Xi Jinping will use the March lianghui — the joint sessions of China’s rubber-stamp parliament and political advisory body — to confirm a batch of appointments to critical roles running the world’s most populous country and rising military superpower.
They will be mostly men he has known since his youth or trusted officials with whom Xi has worked over decades earlier in his career, as well as rising stars who have demonstrated their allegiance to the country’s most powerful leader since Mao Zedong.
The appointments will mark the completion of Xi’s consolidation of power as he embarks on an unprecedented third five-year term as leader of the Chinese Communist party. They also signal the emergence of a new set of factions among Xi’s acolytes and loyalists.
Wu Guoguang, who worked as an adviser to former Chinese premier Zhao Ziyang, wrote in a recent essay published by the China Leadership Monitor, a US research group, that a “new era of factional politics is unfolding”.

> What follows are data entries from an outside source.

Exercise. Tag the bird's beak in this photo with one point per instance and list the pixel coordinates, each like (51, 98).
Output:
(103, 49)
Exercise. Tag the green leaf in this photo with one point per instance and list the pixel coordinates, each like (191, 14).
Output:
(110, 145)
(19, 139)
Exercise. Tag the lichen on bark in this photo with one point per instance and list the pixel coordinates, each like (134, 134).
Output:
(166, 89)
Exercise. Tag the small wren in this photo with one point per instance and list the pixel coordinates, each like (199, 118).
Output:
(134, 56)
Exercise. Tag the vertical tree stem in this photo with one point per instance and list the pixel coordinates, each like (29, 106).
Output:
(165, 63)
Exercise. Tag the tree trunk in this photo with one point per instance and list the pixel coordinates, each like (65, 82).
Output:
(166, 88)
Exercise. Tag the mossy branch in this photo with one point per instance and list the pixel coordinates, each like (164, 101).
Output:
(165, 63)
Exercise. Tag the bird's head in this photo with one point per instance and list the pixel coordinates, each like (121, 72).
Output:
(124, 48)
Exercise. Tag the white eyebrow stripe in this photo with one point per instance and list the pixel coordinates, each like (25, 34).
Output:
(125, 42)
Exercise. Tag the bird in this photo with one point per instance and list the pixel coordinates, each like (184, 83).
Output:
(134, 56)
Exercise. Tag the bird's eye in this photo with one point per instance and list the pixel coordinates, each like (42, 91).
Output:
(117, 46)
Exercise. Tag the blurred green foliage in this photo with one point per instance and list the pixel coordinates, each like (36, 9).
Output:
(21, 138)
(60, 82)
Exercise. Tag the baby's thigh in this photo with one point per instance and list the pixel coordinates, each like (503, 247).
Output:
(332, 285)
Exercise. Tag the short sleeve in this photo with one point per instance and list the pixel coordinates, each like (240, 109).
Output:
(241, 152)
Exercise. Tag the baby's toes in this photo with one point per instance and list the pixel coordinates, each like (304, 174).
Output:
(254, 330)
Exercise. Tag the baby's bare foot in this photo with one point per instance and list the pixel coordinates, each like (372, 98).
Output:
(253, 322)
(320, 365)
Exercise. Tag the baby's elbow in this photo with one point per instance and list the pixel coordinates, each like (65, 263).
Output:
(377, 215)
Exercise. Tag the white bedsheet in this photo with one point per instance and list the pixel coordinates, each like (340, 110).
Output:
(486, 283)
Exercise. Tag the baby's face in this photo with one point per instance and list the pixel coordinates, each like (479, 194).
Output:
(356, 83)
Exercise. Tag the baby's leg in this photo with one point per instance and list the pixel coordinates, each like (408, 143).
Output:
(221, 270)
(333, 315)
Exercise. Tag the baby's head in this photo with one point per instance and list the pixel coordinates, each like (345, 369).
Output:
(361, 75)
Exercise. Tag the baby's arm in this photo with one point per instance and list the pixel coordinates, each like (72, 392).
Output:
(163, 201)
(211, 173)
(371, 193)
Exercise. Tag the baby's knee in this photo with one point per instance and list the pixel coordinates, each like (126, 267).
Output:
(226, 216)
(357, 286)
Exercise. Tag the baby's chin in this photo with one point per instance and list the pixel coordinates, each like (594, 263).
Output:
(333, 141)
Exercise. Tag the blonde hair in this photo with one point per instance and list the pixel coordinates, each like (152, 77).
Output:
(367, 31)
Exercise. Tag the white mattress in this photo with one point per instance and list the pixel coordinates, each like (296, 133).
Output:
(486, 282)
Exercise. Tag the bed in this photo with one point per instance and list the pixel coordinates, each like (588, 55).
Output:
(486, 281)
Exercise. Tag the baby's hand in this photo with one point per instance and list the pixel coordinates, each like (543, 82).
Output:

“Xi’s status and authority as top leader are unlikely to meet any challenges from within high-ranking CCP cadres, but factional competition is already starting to take place among the various groups of Xi’s followers,” said Wu, now with Stanford University and the US-based Asia Society think-tank.
A hallmark of Xi’s leadership over the past 10 years has been the centralisation of decision-making, which has reduced the influence of other senior leaders. He has already uprooted the previously powerful networks aligned with predecessors Hu Jintao and the late Jiang Zemin.

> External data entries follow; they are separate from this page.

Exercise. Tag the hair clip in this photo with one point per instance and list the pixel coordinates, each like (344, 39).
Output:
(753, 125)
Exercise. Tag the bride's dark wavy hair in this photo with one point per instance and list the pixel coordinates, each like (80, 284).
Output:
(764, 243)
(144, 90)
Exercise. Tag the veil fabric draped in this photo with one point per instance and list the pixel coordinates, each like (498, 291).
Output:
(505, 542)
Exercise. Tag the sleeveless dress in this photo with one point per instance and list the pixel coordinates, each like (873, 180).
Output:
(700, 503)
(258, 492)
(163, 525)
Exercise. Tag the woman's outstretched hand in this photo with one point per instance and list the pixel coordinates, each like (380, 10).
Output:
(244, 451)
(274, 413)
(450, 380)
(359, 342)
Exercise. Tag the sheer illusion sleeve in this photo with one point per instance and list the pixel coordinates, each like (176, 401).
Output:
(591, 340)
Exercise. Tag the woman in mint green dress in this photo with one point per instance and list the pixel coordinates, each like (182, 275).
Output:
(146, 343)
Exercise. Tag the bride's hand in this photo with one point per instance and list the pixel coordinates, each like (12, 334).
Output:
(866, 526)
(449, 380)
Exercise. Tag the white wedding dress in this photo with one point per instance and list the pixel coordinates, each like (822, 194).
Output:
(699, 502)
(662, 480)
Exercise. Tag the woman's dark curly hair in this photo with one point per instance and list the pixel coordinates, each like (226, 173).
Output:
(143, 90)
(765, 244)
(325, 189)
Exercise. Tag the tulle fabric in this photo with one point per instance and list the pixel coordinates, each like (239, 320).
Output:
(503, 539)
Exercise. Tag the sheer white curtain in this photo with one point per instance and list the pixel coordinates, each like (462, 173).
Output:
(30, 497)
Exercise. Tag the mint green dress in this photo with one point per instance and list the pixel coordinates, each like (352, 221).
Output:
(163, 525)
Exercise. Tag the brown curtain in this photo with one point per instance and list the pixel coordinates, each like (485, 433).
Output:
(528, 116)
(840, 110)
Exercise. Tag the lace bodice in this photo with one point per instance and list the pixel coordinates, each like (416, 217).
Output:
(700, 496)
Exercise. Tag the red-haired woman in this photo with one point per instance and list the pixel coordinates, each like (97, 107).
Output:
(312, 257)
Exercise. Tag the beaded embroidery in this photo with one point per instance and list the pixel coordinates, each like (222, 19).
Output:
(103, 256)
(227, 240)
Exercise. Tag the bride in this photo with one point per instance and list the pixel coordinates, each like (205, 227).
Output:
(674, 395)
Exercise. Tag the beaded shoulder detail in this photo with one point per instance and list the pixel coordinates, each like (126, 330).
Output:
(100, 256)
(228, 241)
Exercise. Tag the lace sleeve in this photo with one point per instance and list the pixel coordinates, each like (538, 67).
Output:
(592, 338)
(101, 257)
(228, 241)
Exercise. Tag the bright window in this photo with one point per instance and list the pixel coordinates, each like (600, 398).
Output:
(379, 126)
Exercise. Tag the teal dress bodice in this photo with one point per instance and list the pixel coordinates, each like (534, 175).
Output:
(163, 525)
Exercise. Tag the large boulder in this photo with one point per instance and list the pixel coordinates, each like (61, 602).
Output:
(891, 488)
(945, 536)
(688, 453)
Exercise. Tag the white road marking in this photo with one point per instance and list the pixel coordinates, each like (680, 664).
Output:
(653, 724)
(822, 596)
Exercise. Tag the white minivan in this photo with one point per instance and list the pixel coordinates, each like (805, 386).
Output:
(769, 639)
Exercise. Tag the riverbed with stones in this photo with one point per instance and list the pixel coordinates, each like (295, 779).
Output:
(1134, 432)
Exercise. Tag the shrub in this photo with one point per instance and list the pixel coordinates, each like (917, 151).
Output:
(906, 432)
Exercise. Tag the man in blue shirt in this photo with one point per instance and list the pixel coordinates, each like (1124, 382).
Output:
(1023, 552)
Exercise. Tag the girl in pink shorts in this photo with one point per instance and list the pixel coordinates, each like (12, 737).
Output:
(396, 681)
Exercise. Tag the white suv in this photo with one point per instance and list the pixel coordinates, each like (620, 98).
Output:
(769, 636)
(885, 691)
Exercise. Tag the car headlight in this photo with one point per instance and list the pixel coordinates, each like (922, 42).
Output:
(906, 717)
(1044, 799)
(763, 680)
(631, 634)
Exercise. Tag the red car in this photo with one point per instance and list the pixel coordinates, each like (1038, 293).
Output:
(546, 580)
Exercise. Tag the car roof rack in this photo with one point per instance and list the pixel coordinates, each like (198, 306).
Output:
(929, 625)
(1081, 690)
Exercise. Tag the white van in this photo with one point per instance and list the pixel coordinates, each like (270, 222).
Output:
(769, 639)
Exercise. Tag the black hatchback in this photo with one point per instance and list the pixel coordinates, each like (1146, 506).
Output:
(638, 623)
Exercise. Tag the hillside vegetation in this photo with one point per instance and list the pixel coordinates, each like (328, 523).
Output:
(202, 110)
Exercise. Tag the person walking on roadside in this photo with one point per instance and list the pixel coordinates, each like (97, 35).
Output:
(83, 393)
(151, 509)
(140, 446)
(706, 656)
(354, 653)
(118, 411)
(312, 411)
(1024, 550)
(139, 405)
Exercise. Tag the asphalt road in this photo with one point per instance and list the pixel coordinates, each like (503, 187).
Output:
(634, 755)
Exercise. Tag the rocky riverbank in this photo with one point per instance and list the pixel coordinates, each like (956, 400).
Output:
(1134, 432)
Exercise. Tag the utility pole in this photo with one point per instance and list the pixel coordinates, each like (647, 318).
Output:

While posing no threat to Xi’s ironclad hold on power, the new factions will compete for control and influence — and ultimately who succeeds Xi at the very top of the party.
Analysts also believe that understanding the backgrounds, personalities, ideological leanings, policy preferences and personal networks of Xi’s top lieutenants is crucial to elucidating the murky and often unpredictable world of Chinese politics.

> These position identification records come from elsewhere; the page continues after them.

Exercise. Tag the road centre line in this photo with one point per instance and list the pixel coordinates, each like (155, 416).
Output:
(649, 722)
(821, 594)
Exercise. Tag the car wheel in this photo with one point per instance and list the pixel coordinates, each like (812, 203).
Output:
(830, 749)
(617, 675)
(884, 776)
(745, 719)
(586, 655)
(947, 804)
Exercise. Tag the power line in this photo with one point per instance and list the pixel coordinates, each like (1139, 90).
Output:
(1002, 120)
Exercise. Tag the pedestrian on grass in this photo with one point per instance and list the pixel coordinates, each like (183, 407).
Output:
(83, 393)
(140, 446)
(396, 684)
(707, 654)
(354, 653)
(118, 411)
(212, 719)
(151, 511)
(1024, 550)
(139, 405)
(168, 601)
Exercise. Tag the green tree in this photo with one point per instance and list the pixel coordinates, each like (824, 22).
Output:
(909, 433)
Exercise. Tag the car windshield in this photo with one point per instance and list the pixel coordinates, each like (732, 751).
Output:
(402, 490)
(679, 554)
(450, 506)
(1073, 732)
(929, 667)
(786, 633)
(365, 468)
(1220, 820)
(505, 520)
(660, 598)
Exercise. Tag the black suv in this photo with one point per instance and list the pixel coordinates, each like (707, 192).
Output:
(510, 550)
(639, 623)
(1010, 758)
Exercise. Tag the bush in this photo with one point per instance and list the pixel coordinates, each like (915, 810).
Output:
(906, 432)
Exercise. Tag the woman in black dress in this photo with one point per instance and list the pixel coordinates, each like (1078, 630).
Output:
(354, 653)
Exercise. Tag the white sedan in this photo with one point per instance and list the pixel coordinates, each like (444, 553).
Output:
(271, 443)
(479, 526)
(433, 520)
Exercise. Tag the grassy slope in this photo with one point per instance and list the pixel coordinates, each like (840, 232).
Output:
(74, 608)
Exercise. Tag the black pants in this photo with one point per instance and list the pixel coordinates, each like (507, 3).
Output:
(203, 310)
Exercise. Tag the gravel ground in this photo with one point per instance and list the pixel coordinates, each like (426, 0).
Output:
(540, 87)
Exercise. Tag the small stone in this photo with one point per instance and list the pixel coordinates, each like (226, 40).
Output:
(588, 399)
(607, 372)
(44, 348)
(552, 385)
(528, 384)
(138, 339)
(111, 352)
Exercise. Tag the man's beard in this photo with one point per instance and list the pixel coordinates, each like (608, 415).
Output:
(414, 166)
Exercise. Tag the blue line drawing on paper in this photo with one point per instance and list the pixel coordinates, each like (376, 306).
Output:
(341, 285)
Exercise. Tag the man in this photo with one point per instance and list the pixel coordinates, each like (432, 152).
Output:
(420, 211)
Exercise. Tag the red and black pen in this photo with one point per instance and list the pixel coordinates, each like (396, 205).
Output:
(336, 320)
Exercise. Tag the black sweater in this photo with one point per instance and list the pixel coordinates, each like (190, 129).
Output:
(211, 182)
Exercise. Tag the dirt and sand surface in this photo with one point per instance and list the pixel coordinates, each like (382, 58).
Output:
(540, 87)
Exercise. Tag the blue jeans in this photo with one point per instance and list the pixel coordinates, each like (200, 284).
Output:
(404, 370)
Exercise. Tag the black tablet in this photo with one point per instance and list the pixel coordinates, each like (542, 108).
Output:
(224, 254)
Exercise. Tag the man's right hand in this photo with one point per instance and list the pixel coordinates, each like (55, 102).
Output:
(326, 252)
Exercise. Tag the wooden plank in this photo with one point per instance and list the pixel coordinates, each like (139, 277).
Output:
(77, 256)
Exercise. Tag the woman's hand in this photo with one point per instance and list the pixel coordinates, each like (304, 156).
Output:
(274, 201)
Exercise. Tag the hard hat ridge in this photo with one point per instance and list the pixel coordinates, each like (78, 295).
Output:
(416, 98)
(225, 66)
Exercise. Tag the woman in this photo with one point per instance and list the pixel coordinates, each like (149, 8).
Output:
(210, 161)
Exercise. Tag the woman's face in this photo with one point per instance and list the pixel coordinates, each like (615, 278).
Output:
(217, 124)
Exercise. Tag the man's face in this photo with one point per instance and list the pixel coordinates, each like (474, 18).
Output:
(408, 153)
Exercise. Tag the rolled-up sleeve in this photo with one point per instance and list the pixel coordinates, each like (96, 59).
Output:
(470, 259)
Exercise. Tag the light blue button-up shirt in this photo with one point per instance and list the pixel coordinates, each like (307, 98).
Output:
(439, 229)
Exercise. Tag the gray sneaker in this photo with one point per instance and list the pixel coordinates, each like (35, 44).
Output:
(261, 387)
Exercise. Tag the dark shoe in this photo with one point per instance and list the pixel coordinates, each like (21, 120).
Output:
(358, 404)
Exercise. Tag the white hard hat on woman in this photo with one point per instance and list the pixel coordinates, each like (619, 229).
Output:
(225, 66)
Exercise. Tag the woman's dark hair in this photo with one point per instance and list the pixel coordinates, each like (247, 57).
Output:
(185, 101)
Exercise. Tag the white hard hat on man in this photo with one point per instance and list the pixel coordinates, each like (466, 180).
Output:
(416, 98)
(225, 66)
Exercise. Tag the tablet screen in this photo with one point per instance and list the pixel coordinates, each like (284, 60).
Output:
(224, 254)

“In the years to come, factional competition will be inevitable . . . generational change, in terms of internal elite circulation and power succession, will also fuel power struggles among those sub-Xi factions that are now taking shape,” Wu said.
Wu, in his essay, says four critical groups include officials who worked with Xi in Fujian, Zhejiang and Shanghai, as well as Shaanxi, the northern province where Xi’s family has deep connections.
He laid out five further groups, including a clutch of officials from the military and industrial sectors, those with ties to the prestigious Tsinghua University, members connected to the Central Party School, several officials with apparent ties to Xi’s wife Peng Liyuan and a group from the security sector.
“In the bigger picture, the rise of [the military and industrial] group is seemingly indicative of Xi’s new strategy of economic and technological development, with an emphasis on state capacity in promoting technological progress and a reduction in the weight of the private sector in the Chinese economy,” Wu said.
Victor Shih, an expert in China’s elite politics at the University of California, San Diego, narrowed the most important groupings to those Xi formed while he was governor of Fujian and Zhejiang, as well as the group of northern cadres who have been appointed to roles in the party’s powerful anti-corruption organs.
Xi protégés from Fujian include He Lifeng, whom many expect will replace Liu He as Xi’s economic tsar; Cai Qi, the new party head for propaganda and ideology; and public security minister Wang Xiaohong — each of whom overlapped with Xi when he governed the province from 1999 to 2002.
“That is a very powerful combination . . . We must remember that was the longest period in [Xi’s] career,” Shih said. “He was in Fujian for over a decade. So that place left a profound imprint on him and vice versa.”
The officials from Zhejiang, where Xi was party boss from 2002 to 2007, include Li Qiang, a Politburo Standing Committee member and top candidate for China’s next premier, as well as new Guangdong party boss Huang Kunming and new state security minister Chen Yixin.
Cheng Li, another expert in Chinese politics at the Brookings Institution, said that experts were now only in the “early stages” of understanding the “very complicated” new landscape.
This means starting anew with analysis of the leadership’s vast web of personal networks as well as differences in policy, ideology and influence.
Still, Joseph Torigian, an expert on elite Chinese and Soviet-era politics at American University in Washington, points to a “very poor record” among China watchers of predicting contemporaneous dealings in Beijing’s secretive party compounds. However, he also draws some parallels with the Mao era, after the dictator purged leaders of his own generation and promoted younger cadres.
“You would certainly see competition among these different groups that were promoted after the last house-clearing, but they primarily played the game of trying to intuit what the top leader wanted and give it to that leader better than anyone else,” Torigian said.
Any factions taking shape within the top echelons of the CCP also risk the wrath of Xi, who has cracked down on political opposition and perceived threats to his rule.
In the months leading up to the October party congress, lengthy prison terms were handed down to former justice and public security officials accused of being part of a “political gang” disloyal to the Chinese president.
Torigian added that such political groupings in China “rarely coalesce into something as cohesive as what we would think of as a faction”.
“You don’t want to look like you’re working too much in concert with each other, because that would be an immediate warning sign to Xi Jinping . . . he would want to smash that and destroy it.”